S.M.S. conceived of the project, collected leaf tissue, supervised the lab and field work, conducted allele scoring and analyses, and wrote the manuscript. A.E.P. conducted the whole‐genome shotgun sequencing, contig assembly, and variant calling, and co‐authored the manuscript. G.T.L., B.A.B., and H.M.H. conducted the lab work and reviewed the manuscript.

Taxon	Collection locality	Geographic coordinatesb	Voucher specimen accession no.c
Streptanthus glandulosus Hook. subsp. niger (Greene) Al‐Shehbaz, M. S. Mayer & D. W. Taylor	Tiburon Peninsula, Marin Co., CA, USA	37°52′N, 122°27′W	CAS‐BOT‐BC87245, CAS‐BOT‐BC87246, CAS‐BOT‐BC87253, UC163931, JEPS2879, JEPS73882, JEPS77161, JEPS9284
Streptanthus glandulosus subsp. secundus Greene	Carson Ridge, Marin Co., CA, USA	37°57′N, 122°37′W	CAS‐BOT‐BC87281, UC1492744
	Bolinas Road, Marin Co., CA, USA	37°57′N, 122°37′W	CAS‐BOT‐BC87272
	Terra Linda‐Sleepy Hollow, Marin Co., CA, USA	38°01′N, 122°34′W	CAS‐BOT‐BC87286
Streptanthus tortuosus Kellogg	Gold Lake region, Plumas Co., CA, USA	39°56′36″N, 121°08′03″W	CAS‐BOT‐BC87795
	Confluence of Rock Creek and north fork of Feather River, Plumas Co., CA, USA	39°54′01″N, 121°21′31″W	CAS‐BOT‐BC87797
	Confluence of Granite Creek and north fork of Feather River, Plumas Co., CA, USA	39°57′20″N, 121°17′44″W	CAS‐BOT‐BC87783
	East fork of Feather River, north of Red Hill, Plumas Co., CA, USA	40°03′21″N, 121°12′28″W	CAS‐BOT‐BC87785

Due to the protected status of S. glandulosus subsp. niger, new voucher specimens were not collected for this study; the vouchered specimens listed here are representative of the plants used in this study.

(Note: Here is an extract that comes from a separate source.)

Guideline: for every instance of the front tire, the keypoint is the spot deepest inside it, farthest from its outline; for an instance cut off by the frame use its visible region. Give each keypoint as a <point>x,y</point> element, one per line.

Geographic coordinates for S. glandulosus subsp. niger and S. glandulosus subsp. secundus have been reduced to minutes due to the protected status of these taxa.

Vouchers with the prefix CAS are deposited at the California Academy of Sciences Herbarium (CAS), San Francisco, California, USA; vouchers with the prefixes UC and JEPS are deposited at University and Jepson Herbaria (JEPS), University of California, Berkeley, California, USA.